How to rationalise the drop in pH when excess aluminium nitrate is added into an aqueous ammonium solution?

Question

Consider the flowing reaction $$\ce{NH3 + H2O <=> NH4+ + OH-}$$ Explain “when excess powdered aluminium nitrate is added to the reaction mixture and the $\mathrm{pH}$ value of the solution is lowered.”

There are 3 questions that confuse me:

1. When $\ce{OH-}$ is removed by aluminium(III) ions, $\ce{NH4+}$ is produced, which is acidic. In that case, is the decrease in $\mathrm{pH}$ due to the formation of $\ce{NH4+}$ ions or because of the removal of $\ce{OH-}$ ions?

2. When $\ce{OH-}$ is removed, according to $K_\mathrm{c} = [\ce{H+}][\ce{OH-}]$, the $\ce{H+}$ ions will increase since $K_\mathrm{c}$ is a constant value. Hence, the pH decreases. Is is a correct explanation to the drop in $\mathrm{pH}$ when $\ce{OH-}$ ions are removed?

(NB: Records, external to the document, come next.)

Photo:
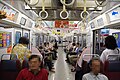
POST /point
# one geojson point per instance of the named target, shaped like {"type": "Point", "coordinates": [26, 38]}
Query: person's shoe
{"type": "Point", "coordinates": [53, 68]}
{"type": "Point", "coordinates": [72, 70]}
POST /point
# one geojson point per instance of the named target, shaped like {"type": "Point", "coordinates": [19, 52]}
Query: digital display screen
{"type": "Point", "coordinates": [18, 35]}
{"type": "Point", "coordinates": [104, 31]}
{"type": "Point", "coordinates": [5, 39]}
{"type": "Point", "coordinates": [117, 37]}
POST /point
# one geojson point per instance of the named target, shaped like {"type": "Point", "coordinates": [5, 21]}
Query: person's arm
{"type": "Point", "coordinates": [84, 78]}
{"type": "Point", "coordinates": [20, 76]}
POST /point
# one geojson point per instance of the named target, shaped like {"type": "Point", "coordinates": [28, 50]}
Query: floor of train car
{"type": "Point", "coordinates": [62, 69]}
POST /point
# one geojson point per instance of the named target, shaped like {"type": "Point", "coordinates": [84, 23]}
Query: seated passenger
{"type": "Point", "coordinates": [34, 72]}
{"type": "Point", "coordinates": [21, 49]}
{"type": "Point", "coordinates": [111, 49]}
{"type": "Point", "coordinates": [95, 71]}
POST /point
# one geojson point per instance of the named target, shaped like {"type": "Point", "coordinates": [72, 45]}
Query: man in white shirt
{"type": "Point", "coordinates": [95, 71]}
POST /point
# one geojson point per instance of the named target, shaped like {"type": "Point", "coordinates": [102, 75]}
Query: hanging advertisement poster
{"type": "Point", "coordinates": [18, 35]}
{"type": "Point", "coordinates": [0, 39]}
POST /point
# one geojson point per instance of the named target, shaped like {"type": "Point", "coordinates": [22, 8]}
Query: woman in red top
{"type": "Point", "coordinates": [34, 72]}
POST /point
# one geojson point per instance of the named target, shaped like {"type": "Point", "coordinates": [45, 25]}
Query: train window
{"type": "Point", "coordinates": [22, 21]}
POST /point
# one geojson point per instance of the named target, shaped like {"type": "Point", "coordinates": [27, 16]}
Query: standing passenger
{"type": "Point", "coordinates": [34, 72]}
{"type": "Point", "coordinates": [111, 49]}
{"type": "Point", "coordinates": [21, 49]}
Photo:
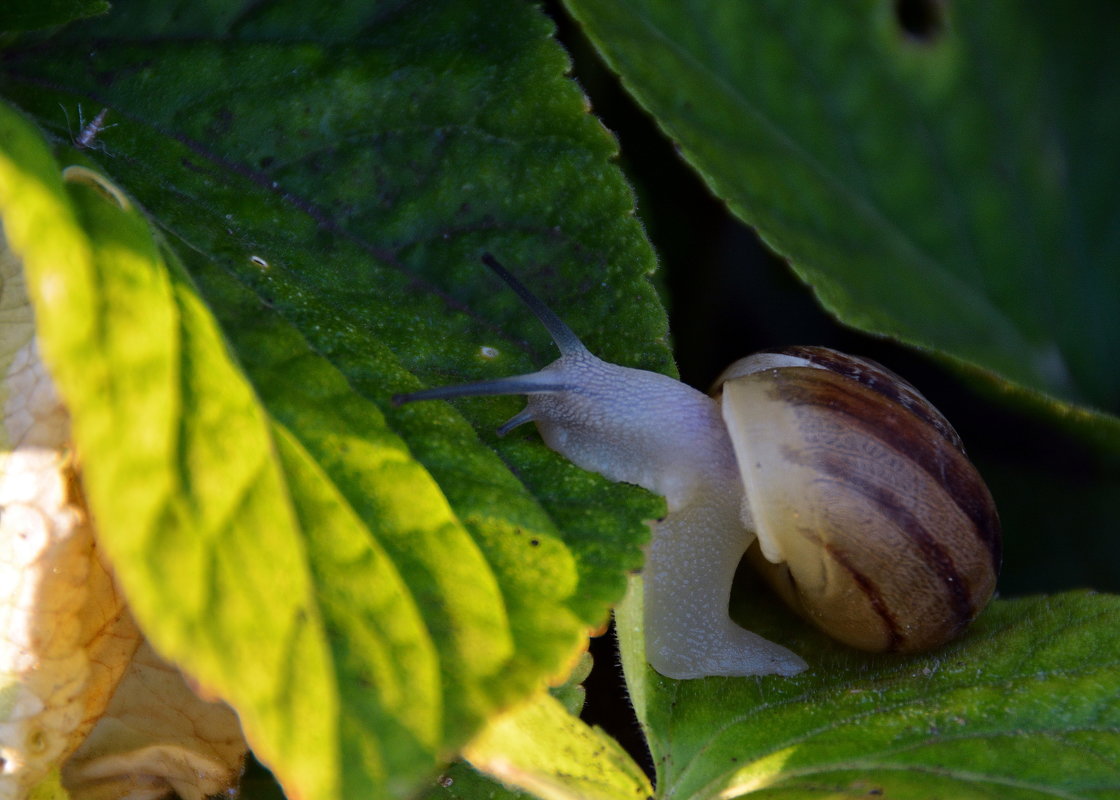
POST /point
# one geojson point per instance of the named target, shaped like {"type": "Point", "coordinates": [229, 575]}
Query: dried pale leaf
{"type": "Point", "coordinates": [65, 633]}
{"type": "Point", "coordinates": [157, 736]}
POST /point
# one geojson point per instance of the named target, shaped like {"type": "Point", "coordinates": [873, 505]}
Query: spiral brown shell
{"type": "Point", "coordinates": [871, 521]}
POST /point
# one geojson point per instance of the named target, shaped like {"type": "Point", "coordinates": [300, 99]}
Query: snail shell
{"type": "Point", "coordinates": [871, 521]}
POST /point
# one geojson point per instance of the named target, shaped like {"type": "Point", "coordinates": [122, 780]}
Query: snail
{"type": "Point", "coordinates": [869, 519]}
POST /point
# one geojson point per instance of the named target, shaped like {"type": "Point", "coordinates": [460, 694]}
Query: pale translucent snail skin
{"type": "Point", "coordinates": [647, 429]}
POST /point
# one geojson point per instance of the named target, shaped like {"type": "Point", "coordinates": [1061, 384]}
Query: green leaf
{"type": "Point", "coordinates": [31, 15]}
{"type": "Point", "coordinates": [366, 585]}
{"type": "Point", "coordinates": [544, 750]}
{"type": "Point", "coordinates": [1023, 707]}
{"type": "Point", "coordinates": [954, 192]}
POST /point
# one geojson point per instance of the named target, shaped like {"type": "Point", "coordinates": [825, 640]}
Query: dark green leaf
{"type": "Point", "coordinates": [364, 584]}
{"type": "Point", "coordinates": [953, 187]}
{"type": "Point", "coordinates": [31, 15]}
{"type": "Point", "coordinates": [1023, 707]}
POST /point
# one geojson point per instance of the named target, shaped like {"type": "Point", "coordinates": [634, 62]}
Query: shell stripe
{"type": "Point", "coordinates": [946, 465]}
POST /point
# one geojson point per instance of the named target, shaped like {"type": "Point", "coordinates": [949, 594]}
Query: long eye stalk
{"type": "Point", "coordinates": [534, 383]}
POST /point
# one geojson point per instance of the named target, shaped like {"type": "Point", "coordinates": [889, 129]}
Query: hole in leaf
{"type": "Point", "coordinates": [921, 19]}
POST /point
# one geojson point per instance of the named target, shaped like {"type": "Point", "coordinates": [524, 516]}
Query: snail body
{"type": "Point", "coordinates": [869, 519]}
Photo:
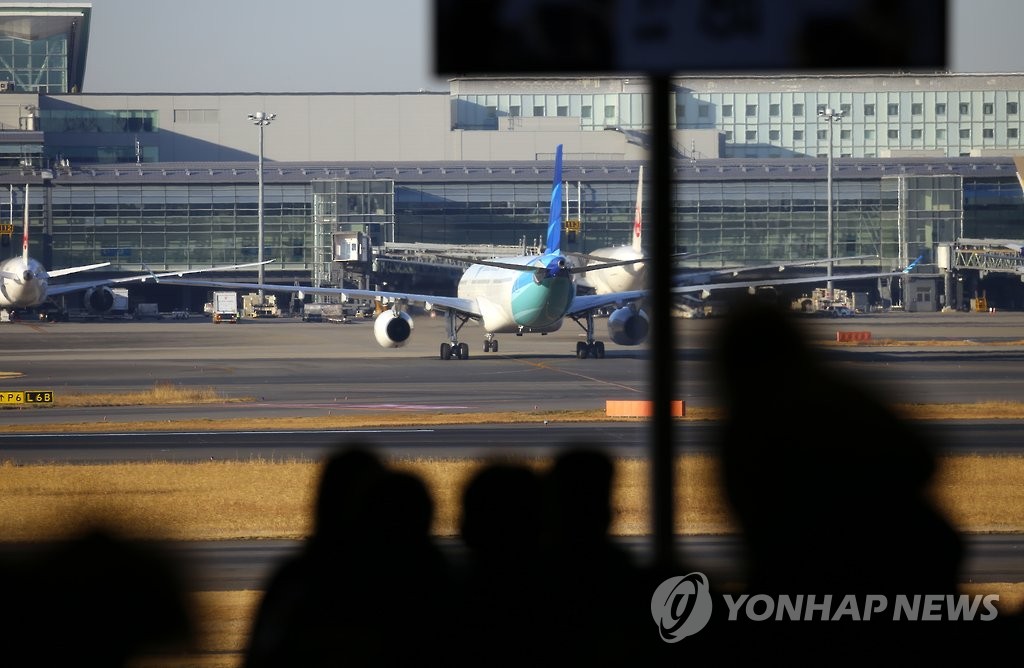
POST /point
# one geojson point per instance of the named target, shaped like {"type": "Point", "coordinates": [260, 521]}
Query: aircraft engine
{"type": "Point", "coordinates": [98, 300]}
{"type": "Point", "coordinates": [392, 329]}
{"type": "Point", "coordinates": [629, 326]}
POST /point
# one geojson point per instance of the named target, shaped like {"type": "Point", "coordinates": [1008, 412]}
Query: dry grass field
{"type": "Point", "coordinates": [272, 499]}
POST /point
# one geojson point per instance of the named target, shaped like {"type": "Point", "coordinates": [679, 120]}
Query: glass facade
{"type": "Point", "coordinates": [780, 124]}
{"type": "Point", "coordinates": [179, 226]}
{"type": "Point", "coordinates": [35, 66]}
{"type": "Point", "coordinates": [727, 222]}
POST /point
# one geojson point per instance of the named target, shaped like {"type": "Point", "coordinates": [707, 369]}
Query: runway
{"type": "Point", "coordinates": [286, 367]}
{"type": "Point", "coordinates": [289, 368]}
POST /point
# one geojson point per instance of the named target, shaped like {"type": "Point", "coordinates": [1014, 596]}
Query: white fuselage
{"type": "Point", "coordinates": [512, 301]}
{"type": "Point", "coordinates": [614, 279]}
{"type": "Point", "coordinates": [23, 283]}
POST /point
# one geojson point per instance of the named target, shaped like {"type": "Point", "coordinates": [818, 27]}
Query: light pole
{"type": "Point", "coordinates": [261, 120]}
{"type": "Point", "coordinates": [830, 116]}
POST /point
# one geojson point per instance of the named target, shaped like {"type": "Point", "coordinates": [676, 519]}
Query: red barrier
{"type": "Point", "coordinates": [638, 409]}
{"type": "Point", "coordinates": [843, 337]}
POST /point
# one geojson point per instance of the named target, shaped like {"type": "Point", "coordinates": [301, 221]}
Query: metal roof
{"type": "Point", "coordinates": [534, 171]}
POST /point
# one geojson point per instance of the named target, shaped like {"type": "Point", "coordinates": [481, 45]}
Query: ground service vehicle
{"type": "Point", "coordinates": [225, 306]}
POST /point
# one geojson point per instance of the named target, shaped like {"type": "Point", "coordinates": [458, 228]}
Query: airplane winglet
{"type": "Point", "coordinates": [554, 241]}
{"type": "Point", "coordinates": [912, 264]}
{"type": "Point", "coordinates": [638, 217]}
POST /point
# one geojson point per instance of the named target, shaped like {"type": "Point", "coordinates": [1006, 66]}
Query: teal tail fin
{"type": "Point", "coordinates": [554, 241]}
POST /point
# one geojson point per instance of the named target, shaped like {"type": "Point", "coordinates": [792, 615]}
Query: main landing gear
{"type": "Point", "coordinates": [453, 348]}
{"type": "Point", "coordinates": [457, 350]}
{"type": "Point", "coordinates": [590, 347]}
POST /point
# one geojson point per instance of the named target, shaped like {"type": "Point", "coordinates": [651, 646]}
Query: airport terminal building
{"type": "Point", "coordinates": [922, 165]}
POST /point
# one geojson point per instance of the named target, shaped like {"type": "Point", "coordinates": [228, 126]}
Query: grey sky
{"type": "Point", "coordinates": [363, 45]}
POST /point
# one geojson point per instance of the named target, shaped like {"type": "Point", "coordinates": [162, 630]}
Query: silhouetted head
{"type": "Point", "coordinates": [579, 492]}
{"type": "Point", "coordinates": [346, 476]}
{"type": "Point", "coordinates": [502, 509]}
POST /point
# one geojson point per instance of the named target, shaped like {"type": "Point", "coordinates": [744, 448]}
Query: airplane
{"type": "Point", "coordinates": [523, 294]}
{"type": "Point", "coordinates": [622, 278]}
{"type": "Point", "coordinates": [25, 283]}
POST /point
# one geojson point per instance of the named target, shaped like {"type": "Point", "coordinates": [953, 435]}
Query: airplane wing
{"type": "Point", "coordinates": [467, 307]}
{"type": "Point", "coordinates": [583, 303]}
{"type": "Point", "coordinates": [65, 288]}
{"type": "Point", "coordinates": [708, 287]}
{"type": "Point", "coordinates": [781, 266]}
{"type": "Point", "coordinates": [76, 269]}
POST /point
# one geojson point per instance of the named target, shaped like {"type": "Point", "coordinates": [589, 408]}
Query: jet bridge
{"type": "Point", "coordinates": [984, 255]}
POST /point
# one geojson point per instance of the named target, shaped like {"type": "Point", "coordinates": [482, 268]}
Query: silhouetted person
{"type": "Point", "coordinates": [93, 599]}
{"type": "Point", "coordinates": [502, 589]}
{"type": "Point", "coordinates": [289, 623]}
{"type": "Point", "coordinates": [597, 607]}
{"type": "Point", "coordinates": [829, 489]}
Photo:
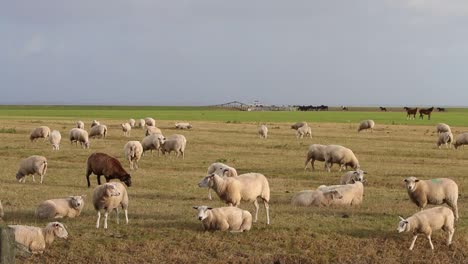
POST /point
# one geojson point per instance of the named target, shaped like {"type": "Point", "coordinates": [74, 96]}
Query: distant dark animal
{"type": "Point", "coordinates": [410, 111]}
{"type": "Point", "coordinates": [425, 111]}
{"type": "Point", "coordinates": [110, 167]}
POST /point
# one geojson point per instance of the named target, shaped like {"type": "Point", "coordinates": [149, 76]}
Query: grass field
{"type": "Point", "coordinates": [163, 227]}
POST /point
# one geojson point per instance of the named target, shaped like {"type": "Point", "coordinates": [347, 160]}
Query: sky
{"type": "Point", "coordinates": [206, 52]}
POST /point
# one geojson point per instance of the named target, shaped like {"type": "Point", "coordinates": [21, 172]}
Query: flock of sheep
{"type": "Point", "coordinates": [226, 183]}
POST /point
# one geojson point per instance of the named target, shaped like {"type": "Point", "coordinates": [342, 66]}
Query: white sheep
{"type": "Point", "coordinates": [428, 221]}
{"type": "Point", "coordinates": [434, 191]}
{"type": "Point", "coordinates": [224, 218]}
{"type": "Point", "coordinates": [108, 197]}
{"type": "Point", "coordinates": [79, 135]}
{"type": "Point", "coordinates": [315, 152]}
{"type": "Point", "coordinates": [246, 187]}
{"type": "Point", "coordinates": [126, 128]}
{"type": "Point", "coordinates": [39, 132]}
{"type": "Point", "coordinates": [37, 239]}
{"type": "Point", "coordinates": [32, 165]}
{"type": "Point", "coordinates": [55, 139]}
{"type": "Point", "coordinates": [315, 198]}
{"type": "Point", "coordinates": [366, 124]}
{"type": "Point", "coordinates": [98, 131]}
{"type": "Point", "coordinates": [340, 155]}
{"type": "Point", "coordinates": [59, 208]}
{"type": "Point", "coordinates": [133, 151]}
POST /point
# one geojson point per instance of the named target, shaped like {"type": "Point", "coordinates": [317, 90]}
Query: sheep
{"type": "Point", "coordinates": [133, 151]}
{"type": "Point", "coordinates": [315, 198]}
{"type": "Point", "coordinates": [183, 126]}
{"type": "Point", "coordinates": [460, 140]}
{"type": "Point", "coordinates": [224, 218]}
{"type": "Point", "coordinates": [340, 155]}
{"type": "Point", "coordinates": [59, 208]}
{"type": "Point", "coordinates": [126, 127]}
{"type": "Point", "coordinates": [426, 222]}
{"type": "Point", "coordinates": [79, 135]}
{"type": "Point", "coordinates": [110, 167]}
{"type": "Point", "coordinates": [54, 139]}
{"type": "Point", "coordinates": [37, 239]}
{"type": "Point", "coordinates": [98, 131]}
{"type": "Point", "coordinates": [109, 197]}
{"type": "Point", "coordinates": [315, 152]}
{"type": "Point", "coordinates": [434, 191]}
{"type": "Point", "coordinates": [366, 124]}
{"type": "Point", "coordinates": [263, 131]}
{"type": "Point", "coordinates": [39, 132]}
{"type": "Point", "coordinates": [304, 131]}
{"type": "Point", "coordinates": [175, 143]}
{"type": "Point", "coordinates": [32, 165]}
{"type": "Point", "coordinates": [246, 187]}
{"type": "Point", "coordinates": [445, 138]}
{"type": "Point", "coordinates": [350, 176]}
{"type": "Point", "coordinates": [298, 125]}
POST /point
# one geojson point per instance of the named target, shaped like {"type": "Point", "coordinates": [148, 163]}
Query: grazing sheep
{"type": "Point", "coordinates": [59, 208]}
{"type": "Point", "coordinates": [340, 155]}
{"type": "Point", "coordinates": [263, 131]}
{"type": "Point", "coordinates": [426, 222]}
{"type": "Point", "coordinates": [126, 127]}
{"type": "Point", "coordinates": [174, 143]}
{"type": "Point", "coordinates": [315, 198]}
{"type": "Point", "coordinates": [366, 124]}
{"type": "Point", "coordinates": [79, 135]}
{"type": "Point", "coordinates": [110, 167]}
{"type": "Point", "coordinates": [460, 140]}
{"type": "Point", "coordinates": [39, 132]}
{"type": "Point", "coordinates": [315, 152]}
{"type": "Point", "coordinates": [32, 165]}
{"type": "Point", "coordinates": [98, 131]}
{"type": "Point", "coordinates": [224, 218]}
{"type": "Point", "coordinates": [246, 187]}
{"type": "Point", "coordinates": [54, 139]}
{"type": "Point", "coordinates": [434, 191]}
{"type": "Point", "coordinates": [109, 197]}
{"type": "Point", "coordinates": [133, 151]}
{"type": "Point", "coordinates": [37, 239]}
{"type": "Point", "coordinates": [445, 138]}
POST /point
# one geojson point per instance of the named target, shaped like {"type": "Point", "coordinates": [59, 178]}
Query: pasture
{"type": "Point", "coordinates": [163, 227]}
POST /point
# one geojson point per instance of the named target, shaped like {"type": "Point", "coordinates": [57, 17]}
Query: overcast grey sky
{"type": "Point", "coordinates": [202, 52]}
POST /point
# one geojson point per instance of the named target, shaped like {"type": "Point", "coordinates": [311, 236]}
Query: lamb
{"type": "Point", "coordinates": [39, 132]}
{"type": "Point", "coordinates": [126, 127]}
{"type": "Point", "coordinates": [59, 208]}
{"type": "Point", "coordinates": [98, 131]}
{"type": "Point", "coordinates": [79, 135]}
{"type": "Point", "coordinates": [434, 191]}
{"type": "Point", "coordinates": [315, 152]}
{"type": "Point", "coordinates": [110, 167]}
{"type": "Point", "coordinates": [133, 151]}
{"type": "Point", "coordinates": [340, 155]}
{"type": "Point", "coordinates": [263, 131]}
{"type": "Point", "coordinates": [54, 139]}
{"type": "Point", "coordinates": [315, 198]}
{"type": "Point", "coordinates": [109, 197]}
{"type": "Point", "coordinates": [426, 222]}
{"type": "Point", "coordinates": [460, 140]}
{"type": "Point", "coordinates": [445, 138]}
{"type": "Point", "coordinates": [32, 165]}
{"type": "Point", "coordinates": [37, 239]}
{"type": "Point", "coordinates": [224, 218]}
{"type": "Point", "coordinates": [246, 187]}
{"type": "Point", "coordinates": [175, 143]}
{"type": "Point", "coordinates": [366, 124]}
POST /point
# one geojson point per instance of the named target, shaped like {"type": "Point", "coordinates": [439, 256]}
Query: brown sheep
{"type": "Point", "coordinates": [110, 167]}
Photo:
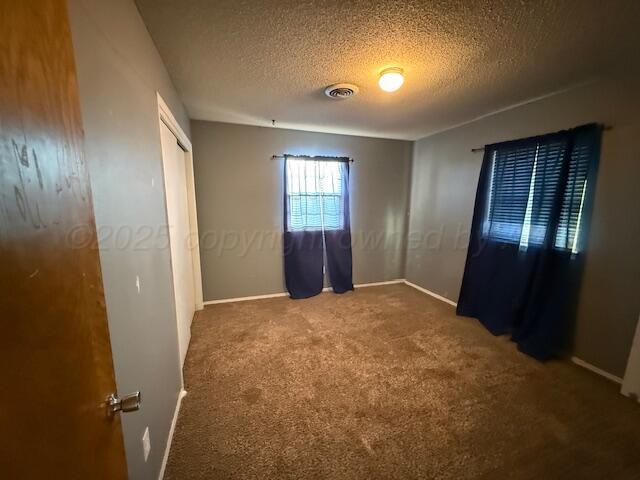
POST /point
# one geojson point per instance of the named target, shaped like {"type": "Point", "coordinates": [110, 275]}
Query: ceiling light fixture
{"type": "Point", "coordinates": [391, 79]}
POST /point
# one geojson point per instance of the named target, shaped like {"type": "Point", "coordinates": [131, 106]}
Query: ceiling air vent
{"type": "Point", "coordinates": [341, 90]}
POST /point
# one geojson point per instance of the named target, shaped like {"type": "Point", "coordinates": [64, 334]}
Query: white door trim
{"type": "Point", "coordinates": [165, 116]}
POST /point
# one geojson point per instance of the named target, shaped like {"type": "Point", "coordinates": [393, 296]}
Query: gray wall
{"type": "Point", "coordinates": [239, 195]}
{"type": "Point", "coordinates": [444, 180]}
{"type": "Point", "coordinates": [119, 71]}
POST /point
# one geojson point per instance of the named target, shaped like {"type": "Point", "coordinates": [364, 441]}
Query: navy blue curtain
{"type": "Point", "coordinates": [338, 241]}
{"type": "Point", "coordinates": [316, 222]}
{"type": "Point", "coordinates": [528, 235]}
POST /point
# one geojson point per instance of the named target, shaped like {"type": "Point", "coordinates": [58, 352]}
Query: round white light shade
{"type": "Point", "coordinates": [391, 79]}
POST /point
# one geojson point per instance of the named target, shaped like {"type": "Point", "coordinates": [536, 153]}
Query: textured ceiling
{"type": "Point", "coordinates": [244, 61]}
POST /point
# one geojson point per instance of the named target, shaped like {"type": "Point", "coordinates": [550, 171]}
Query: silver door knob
{"type": "Point", "coordinates": [128, 403]}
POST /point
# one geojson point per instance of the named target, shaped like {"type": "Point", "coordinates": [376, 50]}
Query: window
{"type": "Point", "coordinates": [315, 190]}
{"type": "Point", "coordinates": [525, 180]}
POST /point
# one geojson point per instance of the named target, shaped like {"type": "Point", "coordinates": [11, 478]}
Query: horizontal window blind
{"type": "Point", "coordinates": [511, 179]}
{"type": "Point", "coordinates": [525, 182]}
{"type": "Point", "coordinates": [314, 195]}
{"type": "Point", "coordinates": [573, 201]}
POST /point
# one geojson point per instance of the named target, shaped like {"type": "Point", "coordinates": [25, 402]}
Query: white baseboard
{"type": "Point", "coordinates": [167, 449]}
{"type": "Point", "coordinates": [597, 370]}
{"type": "Point", "coordinates": [377, 284]}
{"type": "Point", "coordinates": [285, 294]}
{"type": "Point", "coordinates": [433, 294]}
{"type": "Point", "coordinates": [244, 299]}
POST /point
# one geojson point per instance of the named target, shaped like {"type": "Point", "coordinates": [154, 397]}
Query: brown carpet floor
{"type": "Point", "coordinates": [386, 382]}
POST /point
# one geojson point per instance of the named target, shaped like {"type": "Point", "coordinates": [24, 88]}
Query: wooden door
{"type": "Point", "coordinates": [54, 347]}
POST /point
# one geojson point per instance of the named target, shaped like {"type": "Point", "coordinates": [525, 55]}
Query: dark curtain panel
{"type": "Point", "coordinates": [338, 241]}
{"type": "Point", "coordinates": [525, 256]}
{"type": "Point", "coordinates": [316, 219]}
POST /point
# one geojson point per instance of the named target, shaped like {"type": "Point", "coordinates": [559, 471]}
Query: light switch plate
{"type": "Point", "coordinates": [146, 443]}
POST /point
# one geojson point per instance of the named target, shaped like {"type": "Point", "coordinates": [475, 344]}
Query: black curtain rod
{"type": "Point", "coordinates": [481, 149]}
{"type": "Point", "coordinates": [318, 158]}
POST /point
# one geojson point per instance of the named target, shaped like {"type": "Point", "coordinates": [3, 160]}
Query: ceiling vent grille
{"type": "Point", "coordinates": [341, 90]}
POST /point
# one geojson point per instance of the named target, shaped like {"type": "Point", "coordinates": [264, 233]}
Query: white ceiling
{"type": "Point", "coordinates": [250, 61]}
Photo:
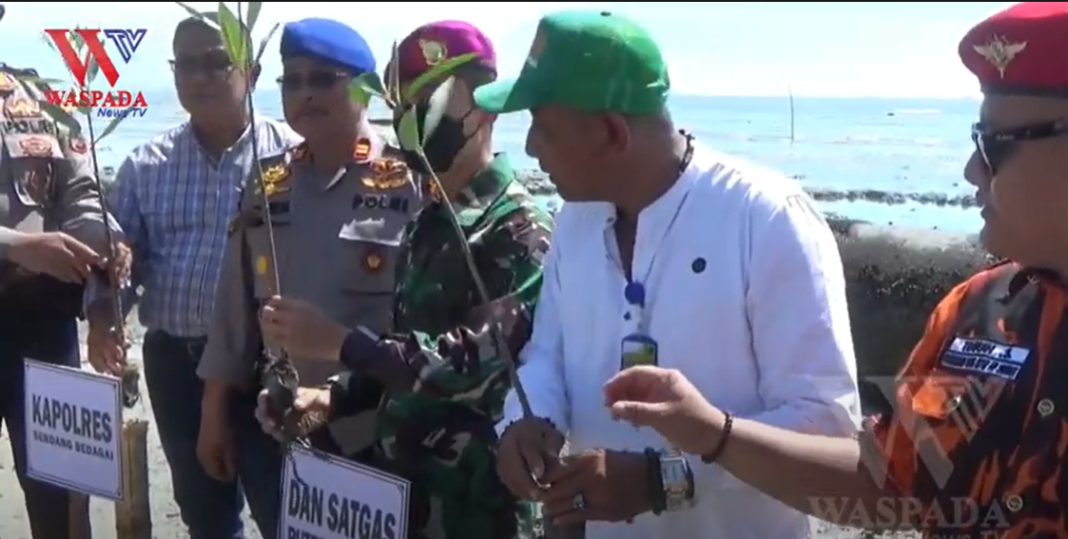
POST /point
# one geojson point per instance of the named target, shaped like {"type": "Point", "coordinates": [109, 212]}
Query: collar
{"type": "Point", "coordinates": [364, 151]}
{"type": "Point", "coordinates": [662, 210]}
{"type": "Point", "coordinates": [483, 190]}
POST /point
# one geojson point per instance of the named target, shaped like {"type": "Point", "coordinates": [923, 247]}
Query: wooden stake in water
{"type": "Point", "coordinates": [789, 91]}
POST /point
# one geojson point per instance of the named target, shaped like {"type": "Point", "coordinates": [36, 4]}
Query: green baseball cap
{"type": "Point", "coordinates": [592, 61]}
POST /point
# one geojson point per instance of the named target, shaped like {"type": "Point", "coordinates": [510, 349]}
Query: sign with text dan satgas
{"type": "Point", "coordinates": [74, 429]}
{"type": "Point", "coordinates": [330, 497]}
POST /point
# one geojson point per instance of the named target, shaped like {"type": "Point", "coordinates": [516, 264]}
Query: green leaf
{"type": "Point", "coordinates": [198, 14]}
{"type": "Point", "coordinates": [111, 127]}
{"type": "Point", "coordinates": [394, 83]}
{"type": "Point", "coordinates": [253, 15]}
{"type": "Point", "coordinates": [436, 72]}
{"type": "Point", "coordinates": [408, 131]}
{"type": "Point", "coordinates": [233, 35]}
{"type": "Point", "coordinates": [48, 41]}
{"type": "Point", "coordinates": [77, 42]}
{"type": "Point", "coordinates": [436, 108]}
{"type": "Point", "coordinates": [265, 41]}
{"type": "Point", "coordinates": [365, 86]}
{"type": "Point", "coordinates": [63, 117]}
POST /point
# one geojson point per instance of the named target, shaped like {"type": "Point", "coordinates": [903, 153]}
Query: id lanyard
{"type": "Point", "coordinates": [639, 347]}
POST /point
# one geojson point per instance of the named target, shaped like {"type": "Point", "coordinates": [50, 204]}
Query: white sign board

3. Does addition of excess aluminium nitrate mean that the equilibrium reaction will go to complete and there is no any ammonia at the end?

Answer 1

As andselisk has already pointed out in a comment, the hexaquo complex of aluminium is a known "cation acid" $$\ce{[Al(H2O)6]^{3+} + H2O<=> [Al(H2O)5(OH^-)]^{2+} +H3O+}$$

A practical application is the use of solid $\ce{KAl(SO4)2·12 H2O}$ (alaun) for blood clotting during wet shave.